Single by Kool & the Gang

from the album Live at the Sex Machine
- B-side: "1-2-3-4-5-6-7-8"
- Released: 1970
- Genre: Funk
- Length: 3:03
- Label: De-Lite
- Songwriters: Gene Redd, Kool & the Gang
- Producer: Gene Redd

Kool & the Gang singles chronology
| "Kool It (Here Comes the Fuzz)" (1970) | "Funky Man" (1970) | "Who's Gonna Take the Weight (Part One)" (1971) |

Audio video
- "Funky Man" (Live) on YouTube

= Funky Man (Kool & the Gang song) =

"Funky Man" is a R&B/funk song recorded by the band Kool & the Gang from, Live at the Sex Machine, their 1970 live album. Released as a single, the song peaked at No. 16 on the US Billboard Hot Soul Singles chart.

== Compendium ==
Funky Man was produced by Gene Redd who also wrote the song with Kool & the Gang.
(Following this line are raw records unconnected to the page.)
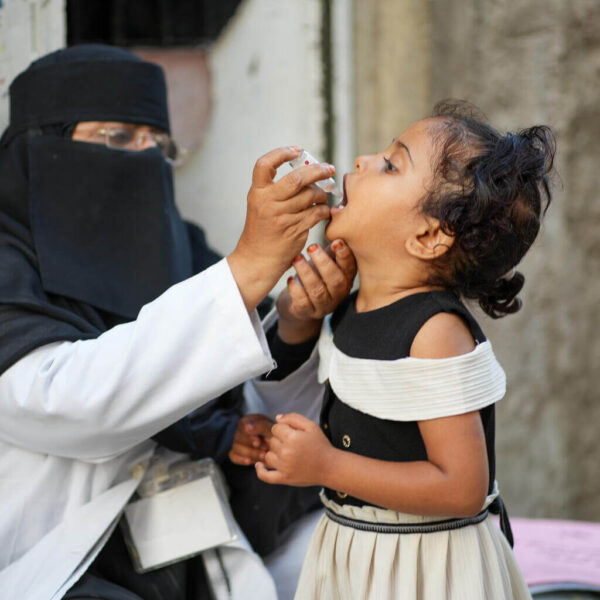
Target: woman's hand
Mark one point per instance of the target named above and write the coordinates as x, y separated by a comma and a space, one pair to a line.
299, 453
250, 439
278, 217
320, 285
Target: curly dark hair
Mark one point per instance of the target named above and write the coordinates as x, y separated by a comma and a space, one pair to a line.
490, 192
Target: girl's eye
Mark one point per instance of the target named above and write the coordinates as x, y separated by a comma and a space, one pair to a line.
388, 164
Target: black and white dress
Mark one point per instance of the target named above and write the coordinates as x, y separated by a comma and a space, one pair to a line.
375, 395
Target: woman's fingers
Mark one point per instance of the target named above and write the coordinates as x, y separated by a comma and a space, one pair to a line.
266, 475
292, 421
266, 166
292, 183
344, 259
244, 455
326, 279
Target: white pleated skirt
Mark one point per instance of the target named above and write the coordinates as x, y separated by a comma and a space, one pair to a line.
344, 563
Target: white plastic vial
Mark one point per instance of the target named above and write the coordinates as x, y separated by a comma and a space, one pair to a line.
304, 159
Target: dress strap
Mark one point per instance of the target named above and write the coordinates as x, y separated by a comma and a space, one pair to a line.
497, 507
412, 389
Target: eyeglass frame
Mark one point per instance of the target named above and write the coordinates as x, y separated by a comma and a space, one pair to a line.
170, 152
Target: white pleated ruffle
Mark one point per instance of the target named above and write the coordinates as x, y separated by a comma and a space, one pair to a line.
472, 563
412, 389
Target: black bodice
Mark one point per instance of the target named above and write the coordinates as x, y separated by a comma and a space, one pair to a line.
387, 333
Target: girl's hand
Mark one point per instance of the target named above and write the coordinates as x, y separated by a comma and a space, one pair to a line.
299, 453
250, 439
278, 217
320, 285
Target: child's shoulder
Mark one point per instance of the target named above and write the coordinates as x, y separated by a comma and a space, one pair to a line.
444, 335
450, 330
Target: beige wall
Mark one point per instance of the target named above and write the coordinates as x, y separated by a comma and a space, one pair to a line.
523, 62
28, 29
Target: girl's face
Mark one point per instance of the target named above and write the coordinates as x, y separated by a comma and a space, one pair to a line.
380, 209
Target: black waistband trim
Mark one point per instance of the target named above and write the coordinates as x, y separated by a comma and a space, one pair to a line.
430, 527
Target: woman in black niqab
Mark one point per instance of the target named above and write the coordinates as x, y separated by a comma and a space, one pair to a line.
88, 234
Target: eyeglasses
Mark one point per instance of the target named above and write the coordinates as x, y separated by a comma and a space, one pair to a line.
130, 138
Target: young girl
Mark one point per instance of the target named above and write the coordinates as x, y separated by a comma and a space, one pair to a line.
405, 451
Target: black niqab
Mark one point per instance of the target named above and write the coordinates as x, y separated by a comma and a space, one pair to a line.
88, 234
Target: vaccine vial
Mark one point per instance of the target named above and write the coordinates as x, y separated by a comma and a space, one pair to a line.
305, 159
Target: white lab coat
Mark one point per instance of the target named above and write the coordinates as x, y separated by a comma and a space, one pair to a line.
76, 419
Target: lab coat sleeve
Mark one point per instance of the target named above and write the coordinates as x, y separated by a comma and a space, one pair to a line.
93, 399
298, 392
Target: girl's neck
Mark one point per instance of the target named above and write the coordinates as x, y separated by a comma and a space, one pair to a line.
381, 289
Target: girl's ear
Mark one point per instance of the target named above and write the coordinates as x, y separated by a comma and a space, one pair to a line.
429, 241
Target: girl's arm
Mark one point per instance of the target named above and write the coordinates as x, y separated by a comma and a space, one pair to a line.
452, 482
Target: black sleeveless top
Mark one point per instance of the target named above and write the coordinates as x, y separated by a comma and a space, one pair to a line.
387, 333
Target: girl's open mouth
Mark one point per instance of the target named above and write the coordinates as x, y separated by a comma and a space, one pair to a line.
343, 202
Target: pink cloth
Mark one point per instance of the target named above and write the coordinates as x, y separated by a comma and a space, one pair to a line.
553, 551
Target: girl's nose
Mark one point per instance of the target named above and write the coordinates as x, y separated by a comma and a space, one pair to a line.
360, 163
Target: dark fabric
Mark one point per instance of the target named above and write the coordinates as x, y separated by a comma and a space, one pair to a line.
111, 237
88, 234
287, 356
87, 83
265, 511
185, 580
91, 587
387, 334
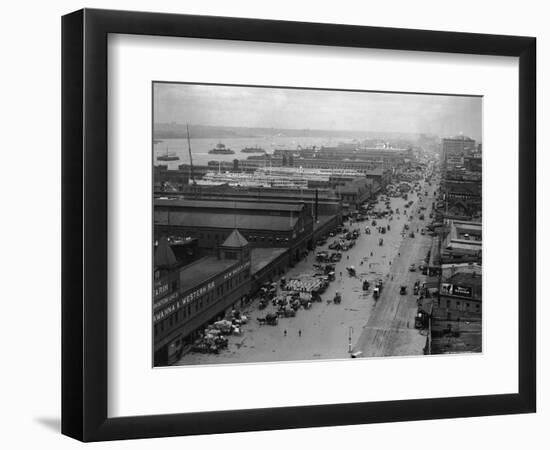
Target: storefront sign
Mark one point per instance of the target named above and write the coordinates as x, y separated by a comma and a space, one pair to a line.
462, 291
181, 302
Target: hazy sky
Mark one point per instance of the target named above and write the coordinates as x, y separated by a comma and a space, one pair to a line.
317, 109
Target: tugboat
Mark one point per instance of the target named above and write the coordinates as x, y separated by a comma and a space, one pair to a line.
253, 150
221, 149
168, 157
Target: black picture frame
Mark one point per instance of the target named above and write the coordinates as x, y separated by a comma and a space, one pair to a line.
84, 224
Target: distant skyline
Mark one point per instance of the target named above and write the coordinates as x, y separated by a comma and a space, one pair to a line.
237, 106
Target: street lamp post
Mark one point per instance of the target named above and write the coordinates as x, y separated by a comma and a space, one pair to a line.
350, 333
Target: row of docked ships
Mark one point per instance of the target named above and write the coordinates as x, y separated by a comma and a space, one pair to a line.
277, 177
220, 149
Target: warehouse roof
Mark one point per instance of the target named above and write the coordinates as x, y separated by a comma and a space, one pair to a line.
235, 239
225, 219
217, 204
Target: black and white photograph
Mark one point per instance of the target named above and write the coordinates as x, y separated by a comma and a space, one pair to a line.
296, 224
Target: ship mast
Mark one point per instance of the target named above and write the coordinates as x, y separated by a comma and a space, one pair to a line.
190, 158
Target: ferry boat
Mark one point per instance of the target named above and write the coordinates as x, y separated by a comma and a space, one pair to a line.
168, 157
221, 149
253, 150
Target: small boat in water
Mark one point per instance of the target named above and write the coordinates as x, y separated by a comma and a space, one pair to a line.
168, 157
253, 150
221, 149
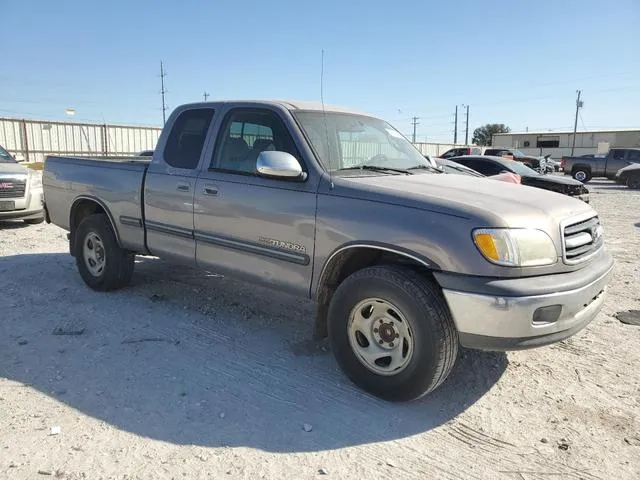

The single version's B-side was a tune entitled "1-2-3-4-5-6-7-8".

== Charts ==

| Chart (1970) | Peak position |
|---|---|
| US Billboard Hot 100 | 87 |
| US Hot Soul Singles (Billboard) | 16 |

==Legacy==
Funky Man was sampled by Public Enemy on Night of the Living Baseheads from the group's 1988 album It Takes a Nation of Millions to Hold Us Back. The song was sampled by EPMD on Underground from their 1990 album Business as Usual.